Management accounting assessments

Please complete all two questions. Question 1

Patel Ltd is a small start-up family-owned business that manufactures and sells a single

product to customers in UK. The company has recently been approached by a UK university for an order of 75,000 office sets (easy desk & chair) for the opening of four new campuses, which is expected to be their total sales for the year. The CEO is currently reviewing the following information for this order:


Cost per unit £
Direct materials per chair 13
Direct labour per chair 9
Variable selling & distribution cost 5
Other variable production overhead 3
Total fixed cost 360,000



The CEO is evaluating the possibility of pricing £36 per office set.


As a team member of accounting department, you are required to provide the following information to the CEO:

  • Explain why it is important to classify cost in terms of behaviours, and how cost can be classified by different behaviours.


  • Calculate the break-even point and margin of safety if Patel Ltd prices their office set at

£36 per unit. Draw the break-even chart that shows break-even point and margin of safety.

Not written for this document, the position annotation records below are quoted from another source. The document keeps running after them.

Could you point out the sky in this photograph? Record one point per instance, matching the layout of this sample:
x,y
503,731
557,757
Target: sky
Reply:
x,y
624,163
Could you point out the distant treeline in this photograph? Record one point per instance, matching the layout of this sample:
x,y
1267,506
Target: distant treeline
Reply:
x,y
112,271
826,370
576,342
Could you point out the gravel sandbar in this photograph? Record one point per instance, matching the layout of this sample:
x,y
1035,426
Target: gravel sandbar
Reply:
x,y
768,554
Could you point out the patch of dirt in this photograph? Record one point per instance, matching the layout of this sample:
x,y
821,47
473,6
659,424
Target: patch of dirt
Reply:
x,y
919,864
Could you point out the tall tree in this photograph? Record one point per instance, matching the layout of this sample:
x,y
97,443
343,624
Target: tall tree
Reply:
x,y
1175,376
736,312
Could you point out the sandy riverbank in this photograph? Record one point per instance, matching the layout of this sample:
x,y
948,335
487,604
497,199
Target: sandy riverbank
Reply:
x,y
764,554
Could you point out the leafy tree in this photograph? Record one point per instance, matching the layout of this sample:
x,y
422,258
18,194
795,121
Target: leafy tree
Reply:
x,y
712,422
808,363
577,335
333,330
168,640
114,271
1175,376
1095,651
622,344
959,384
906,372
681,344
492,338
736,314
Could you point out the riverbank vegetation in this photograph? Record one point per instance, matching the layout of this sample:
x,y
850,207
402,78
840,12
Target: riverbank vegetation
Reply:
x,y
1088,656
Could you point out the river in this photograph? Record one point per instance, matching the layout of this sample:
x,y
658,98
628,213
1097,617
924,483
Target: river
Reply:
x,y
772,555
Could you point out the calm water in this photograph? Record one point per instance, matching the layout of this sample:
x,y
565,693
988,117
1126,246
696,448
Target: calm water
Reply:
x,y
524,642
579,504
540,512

The CEO has noticed the following details on the actual total fixed costs for the year ended 30 June 2019 and is keen to know the impact on profit if product is valued at either marginal cost or full cost (absorption cost):

Factory Rent 46,000
Factory Power Consumption 40,000
Factory Wages 120,000
Storeroom Wages 36,000
Depreciation of factory equipment 28,000
Advertising Expenses 38,000
Administrative Expenses 32,000
Fixed selling & distribution cost 20,000
Total 360,000



The budgeted and actual production units for the year are as follow, with no opening inventory:

  Production units
Budgeted 90,000
Actual 91,000



  • Calculate the anticipated profit for the order of 75,000 chairs by using marginal costing. (Note that a full statement of profit or loss is not required)
  • Briefly describe all the steps required to calculate a full cost using absorption costing.
  • Prepare a statement of profit or loss for Patel Ltd for the year ended 30 June 2019 using absorption costing, assuming budgeted fixed overheads are equal to the actual fixed overhead. Explain how net profit figures are different under marginal and absorption costing. All workings must be clearly shown.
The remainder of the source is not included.